In 1960, a sub-ocean earthquake struck near Chile without warning. 15 hours later, there were projections that tsunamis were in the process of crossing the Pacific Ocean, and were about to hit numerous island nations to the north. The tsunami hit Hilo, Hawaii with enormous impact and shook the entire island. It tore down 2 tonnes of boulders from a sea wall, and bent safety railings and parking metres till they touched the ground. Such is only a sample of the enormous amount of damage that a severe tsunami can cause. In total, 61 lives were claimed, and millions of dollars worth of damage had been done. This graphic example of the result of not being prepared for a tsunami was definitely a lesson well learnt. Since then, complicated tsunami evacuation plans and warning sirens have been developed so that a repeat of this would not ever happen in future. Below is a first-hand account of a scientist who was present at the scene. At this part of the extract, he has already seen two large waves which tower above normal sea level by two metres. The water has only just begun retreating.
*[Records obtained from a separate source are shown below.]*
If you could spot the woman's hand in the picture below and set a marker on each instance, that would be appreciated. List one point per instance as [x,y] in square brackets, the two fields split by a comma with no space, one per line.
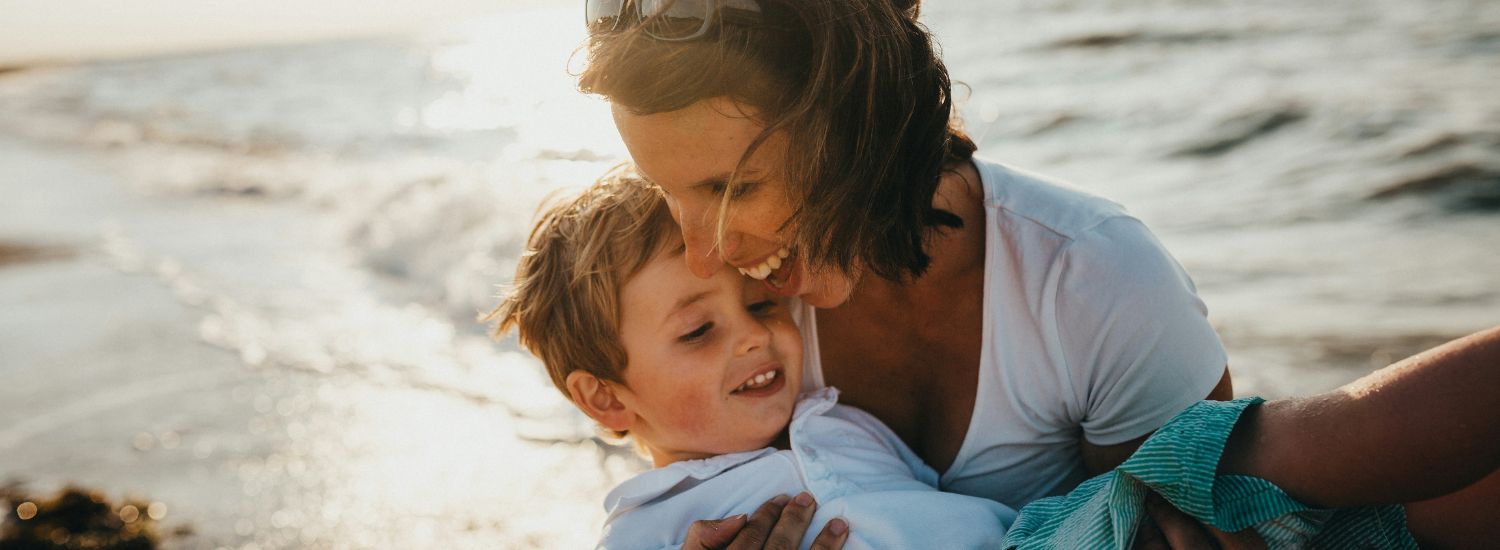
[1164,526]
[777,525]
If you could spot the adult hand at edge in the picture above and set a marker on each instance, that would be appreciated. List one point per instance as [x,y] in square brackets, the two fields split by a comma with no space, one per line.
[777,525]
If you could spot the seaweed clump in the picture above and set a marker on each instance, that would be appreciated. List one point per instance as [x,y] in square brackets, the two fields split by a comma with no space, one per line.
[74,519]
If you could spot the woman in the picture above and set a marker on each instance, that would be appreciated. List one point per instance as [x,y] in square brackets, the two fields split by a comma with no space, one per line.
[1017,334]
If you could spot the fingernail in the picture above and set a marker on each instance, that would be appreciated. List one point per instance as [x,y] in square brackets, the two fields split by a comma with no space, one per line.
[837,526]
[720,523]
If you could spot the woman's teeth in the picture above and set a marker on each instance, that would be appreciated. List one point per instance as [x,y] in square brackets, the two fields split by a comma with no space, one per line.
[759,381]
[764,269]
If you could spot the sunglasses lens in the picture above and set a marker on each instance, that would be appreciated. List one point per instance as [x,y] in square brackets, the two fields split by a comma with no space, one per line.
[602,12]
[677,20]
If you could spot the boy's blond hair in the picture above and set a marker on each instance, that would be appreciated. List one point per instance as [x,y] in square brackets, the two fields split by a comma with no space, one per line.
[564,300]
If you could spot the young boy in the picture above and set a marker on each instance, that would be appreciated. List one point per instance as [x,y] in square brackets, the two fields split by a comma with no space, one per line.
[704,375]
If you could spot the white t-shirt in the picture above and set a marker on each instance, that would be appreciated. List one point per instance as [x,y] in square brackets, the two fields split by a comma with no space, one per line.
[1091,330]
[854,466]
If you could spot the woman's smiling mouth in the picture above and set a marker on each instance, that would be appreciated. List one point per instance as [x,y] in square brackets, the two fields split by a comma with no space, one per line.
[771,263]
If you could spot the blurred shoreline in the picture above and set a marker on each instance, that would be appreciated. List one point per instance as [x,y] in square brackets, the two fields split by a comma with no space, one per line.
[69,32]
[243,280]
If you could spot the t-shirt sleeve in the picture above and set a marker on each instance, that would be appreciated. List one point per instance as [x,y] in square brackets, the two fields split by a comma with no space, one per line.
[1133,333]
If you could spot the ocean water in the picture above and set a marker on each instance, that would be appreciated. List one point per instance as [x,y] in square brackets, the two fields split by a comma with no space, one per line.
[296,240]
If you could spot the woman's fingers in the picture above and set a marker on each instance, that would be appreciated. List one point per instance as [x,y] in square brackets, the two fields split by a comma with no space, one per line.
[833,535]
[713,534]
[1181,531]
[797,516]
[758,531]
[779,525]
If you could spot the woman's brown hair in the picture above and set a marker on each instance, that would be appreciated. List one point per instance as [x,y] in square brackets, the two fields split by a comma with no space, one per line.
[857,89]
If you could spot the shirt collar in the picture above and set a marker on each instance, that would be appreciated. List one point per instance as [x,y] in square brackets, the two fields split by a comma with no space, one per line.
[654,483]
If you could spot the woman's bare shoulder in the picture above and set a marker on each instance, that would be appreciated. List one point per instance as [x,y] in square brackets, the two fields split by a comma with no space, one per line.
[959,251]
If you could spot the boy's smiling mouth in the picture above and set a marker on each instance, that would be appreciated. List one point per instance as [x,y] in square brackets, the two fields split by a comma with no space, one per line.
[762,384]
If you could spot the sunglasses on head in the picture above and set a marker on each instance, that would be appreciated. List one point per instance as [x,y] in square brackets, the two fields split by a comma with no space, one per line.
[668,20]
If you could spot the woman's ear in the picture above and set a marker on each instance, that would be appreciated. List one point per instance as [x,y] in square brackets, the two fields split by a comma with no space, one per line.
[597,399]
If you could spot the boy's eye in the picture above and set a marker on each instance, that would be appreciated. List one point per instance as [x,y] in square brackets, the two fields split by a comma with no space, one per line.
[698,333]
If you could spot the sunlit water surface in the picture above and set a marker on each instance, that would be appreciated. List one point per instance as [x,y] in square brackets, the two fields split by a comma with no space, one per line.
[299,239]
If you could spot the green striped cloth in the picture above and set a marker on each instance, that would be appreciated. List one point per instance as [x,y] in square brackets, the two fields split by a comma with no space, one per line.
[1179,462]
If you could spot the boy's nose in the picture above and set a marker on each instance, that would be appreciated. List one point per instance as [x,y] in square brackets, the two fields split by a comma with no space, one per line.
[755,337]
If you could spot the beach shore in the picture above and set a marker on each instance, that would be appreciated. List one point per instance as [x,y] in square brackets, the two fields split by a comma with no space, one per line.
[116,375]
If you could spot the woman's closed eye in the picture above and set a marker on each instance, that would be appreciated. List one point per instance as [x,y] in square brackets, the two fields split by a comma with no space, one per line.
[741,189]
[764,307]
[696,334]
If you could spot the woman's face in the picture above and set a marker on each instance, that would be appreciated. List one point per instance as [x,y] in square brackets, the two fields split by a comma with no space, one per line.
[690,155]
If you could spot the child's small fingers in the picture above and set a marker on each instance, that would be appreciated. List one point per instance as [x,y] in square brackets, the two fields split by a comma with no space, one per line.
[713,534]
[833,535]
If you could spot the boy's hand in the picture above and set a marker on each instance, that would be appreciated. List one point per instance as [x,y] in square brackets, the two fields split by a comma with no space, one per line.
[777,525]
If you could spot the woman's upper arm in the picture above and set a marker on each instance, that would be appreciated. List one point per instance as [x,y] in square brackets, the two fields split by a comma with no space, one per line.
[1133,333]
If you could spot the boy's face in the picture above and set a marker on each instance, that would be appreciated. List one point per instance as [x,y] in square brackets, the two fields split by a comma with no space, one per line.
[713,364]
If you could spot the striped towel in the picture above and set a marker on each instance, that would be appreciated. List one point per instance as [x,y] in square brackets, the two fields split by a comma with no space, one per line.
[1179,462]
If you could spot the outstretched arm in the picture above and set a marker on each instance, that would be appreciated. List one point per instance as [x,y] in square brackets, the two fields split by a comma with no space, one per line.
[1415,430]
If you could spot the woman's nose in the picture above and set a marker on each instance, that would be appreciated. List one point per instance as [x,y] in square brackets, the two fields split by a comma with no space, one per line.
[698,240]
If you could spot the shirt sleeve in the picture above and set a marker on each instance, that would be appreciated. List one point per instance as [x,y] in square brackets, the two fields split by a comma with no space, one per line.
[1133,331]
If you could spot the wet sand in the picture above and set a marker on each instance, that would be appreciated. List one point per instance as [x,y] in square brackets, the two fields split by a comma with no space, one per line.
[116,375]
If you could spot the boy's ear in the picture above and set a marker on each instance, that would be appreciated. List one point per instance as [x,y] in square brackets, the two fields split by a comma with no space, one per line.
[597,399]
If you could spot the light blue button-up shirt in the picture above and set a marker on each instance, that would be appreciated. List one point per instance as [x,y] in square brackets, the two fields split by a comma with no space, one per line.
[852,463]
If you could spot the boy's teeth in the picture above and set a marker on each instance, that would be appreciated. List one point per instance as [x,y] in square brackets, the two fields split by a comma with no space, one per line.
[770,264]
[759,381]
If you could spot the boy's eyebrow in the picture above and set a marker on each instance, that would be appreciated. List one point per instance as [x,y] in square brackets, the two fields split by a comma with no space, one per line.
[686,301]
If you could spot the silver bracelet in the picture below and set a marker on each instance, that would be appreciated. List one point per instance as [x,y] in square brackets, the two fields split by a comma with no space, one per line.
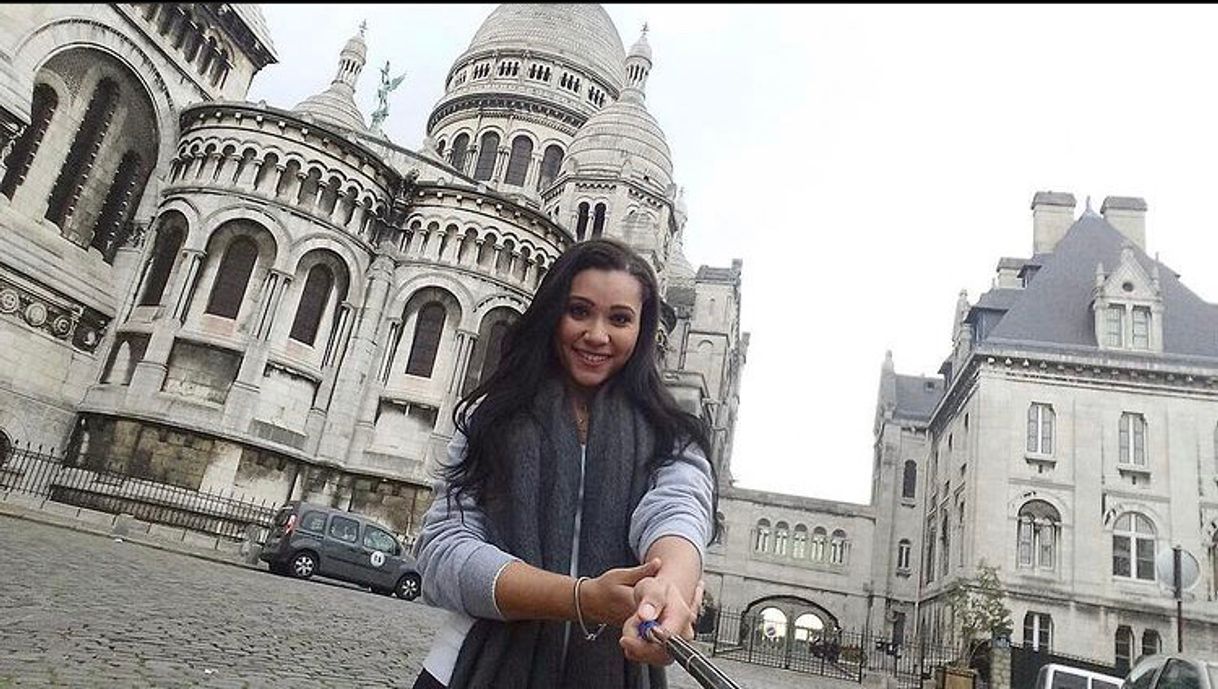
[579,614]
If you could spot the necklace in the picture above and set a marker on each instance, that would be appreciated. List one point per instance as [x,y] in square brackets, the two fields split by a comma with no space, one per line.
[581,419]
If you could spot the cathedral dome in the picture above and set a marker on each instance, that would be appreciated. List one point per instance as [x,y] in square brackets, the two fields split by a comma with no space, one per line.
[336,105]
[581,33]
[624,134]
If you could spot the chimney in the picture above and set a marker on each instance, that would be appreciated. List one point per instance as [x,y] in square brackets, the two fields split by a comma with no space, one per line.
[1052,213]
[1128,216]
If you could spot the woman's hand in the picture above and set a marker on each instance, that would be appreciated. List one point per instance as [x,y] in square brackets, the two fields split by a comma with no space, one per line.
[660,600]
[610,597]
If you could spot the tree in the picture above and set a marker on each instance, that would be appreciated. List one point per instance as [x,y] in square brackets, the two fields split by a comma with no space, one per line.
[979,611]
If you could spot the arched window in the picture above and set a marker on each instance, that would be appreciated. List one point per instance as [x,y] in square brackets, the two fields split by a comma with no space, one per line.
[909,480]
[26,147]
[808,626]
[819,538]
[489,346]
[1124,648]
[1038,631]
[781,536]
[232,278]
[837,547]
[518,164]
[459,150]
[598,220]
[581,222]
[165,253]
[1037,536]
[1216,449]
[1132,440]
[118,207]
[1133,547]
[1151,642]
[774,626]
[763,539]
[312,304]
[428,329]
[1040,429]
[549,166]
[83,151]
[486,152]
[799,543]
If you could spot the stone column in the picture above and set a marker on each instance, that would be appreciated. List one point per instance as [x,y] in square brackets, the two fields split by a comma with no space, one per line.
[453,250]
[337,442]
[150,371]
[317,196]
[268,302]
[357,218]
[437,241]
[501,158]
[340,200]
[336,345]
[191,262]
[228,166]
[530,276]
[249,173]
[464,348]
[532,173]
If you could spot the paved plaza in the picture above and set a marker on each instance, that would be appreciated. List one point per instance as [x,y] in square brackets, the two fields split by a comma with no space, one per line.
[84,610]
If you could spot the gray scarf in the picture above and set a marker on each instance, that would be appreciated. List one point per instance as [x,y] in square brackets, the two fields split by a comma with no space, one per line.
[535,521]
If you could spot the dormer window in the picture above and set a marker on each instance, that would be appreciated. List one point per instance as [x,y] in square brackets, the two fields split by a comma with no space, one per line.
[1128,306]
[1115,325]
[1141,328]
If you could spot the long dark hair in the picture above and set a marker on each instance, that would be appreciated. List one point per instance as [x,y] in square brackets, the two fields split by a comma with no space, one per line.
[529,357]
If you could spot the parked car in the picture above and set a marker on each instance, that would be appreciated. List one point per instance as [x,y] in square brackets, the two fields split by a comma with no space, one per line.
[1172,671]
[1056,676]
[308,539]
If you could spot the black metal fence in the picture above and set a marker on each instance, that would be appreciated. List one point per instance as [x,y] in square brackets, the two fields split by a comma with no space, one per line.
[43,474]
[748,637]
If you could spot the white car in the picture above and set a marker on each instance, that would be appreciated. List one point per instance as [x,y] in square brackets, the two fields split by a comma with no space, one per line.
[1172,671]
[1055,676]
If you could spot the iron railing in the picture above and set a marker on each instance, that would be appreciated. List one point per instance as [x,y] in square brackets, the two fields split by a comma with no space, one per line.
[843,654]
[44,474]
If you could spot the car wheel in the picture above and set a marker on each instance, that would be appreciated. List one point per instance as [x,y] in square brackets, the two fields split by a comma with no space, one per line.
[408,587]
[303,565]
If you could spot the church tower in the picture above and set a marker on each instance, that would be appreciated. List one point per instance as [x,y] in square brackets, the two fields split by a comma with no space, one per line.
[618,178]
[531,77]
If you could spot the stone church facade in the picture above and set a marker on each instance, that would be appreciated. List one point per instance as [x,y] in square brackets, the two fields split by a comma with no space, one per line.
[1071,440]
[283,303]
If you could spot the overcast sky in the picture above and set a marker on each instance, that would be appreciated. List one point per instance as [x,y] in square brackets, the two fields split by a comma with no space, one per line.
[866,163]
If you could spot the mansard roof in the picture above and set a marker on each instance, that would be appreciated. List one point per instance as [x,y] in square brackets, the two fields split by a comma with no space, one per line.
[1055,308]
[916,397]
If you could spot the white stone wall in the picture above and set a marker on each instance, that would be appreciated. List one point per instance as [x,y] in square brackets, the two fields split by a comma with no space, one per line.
[1083,482]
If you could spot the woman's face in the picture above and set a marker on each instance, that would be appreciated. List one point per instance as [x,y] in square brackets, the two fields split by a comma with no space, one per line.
[599,326]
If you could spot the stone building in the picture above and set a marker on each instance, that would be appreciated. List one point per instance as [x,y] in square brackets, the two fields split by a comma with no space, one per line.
[281,302]
[1072,442]
[1077,441]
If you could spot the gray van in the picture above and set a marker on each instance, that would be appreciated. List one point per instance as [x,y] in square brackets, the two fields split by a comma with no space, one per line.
[309,539]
“At first there was only a dull rumble, like a distant train coming from the darkness. By 1.02 am all we could hear was the loudening roar as it came closer through the night. Our eye searched for the source of the noise…a pale wall of tumbling water was caught in the dim light.
By 1.04 am a 6 m vertical front of in-rushing water churned past our lookout..........Dull grating sounds were heard as buildings ground together and sharp reports as power poles snapped. Soon, most of the island of Hawaii was in darkness.’
The tsunami that hit Hilo may have long passed, but it will always be remembered in the hearts of the residents here, who almost lost their lives that very night.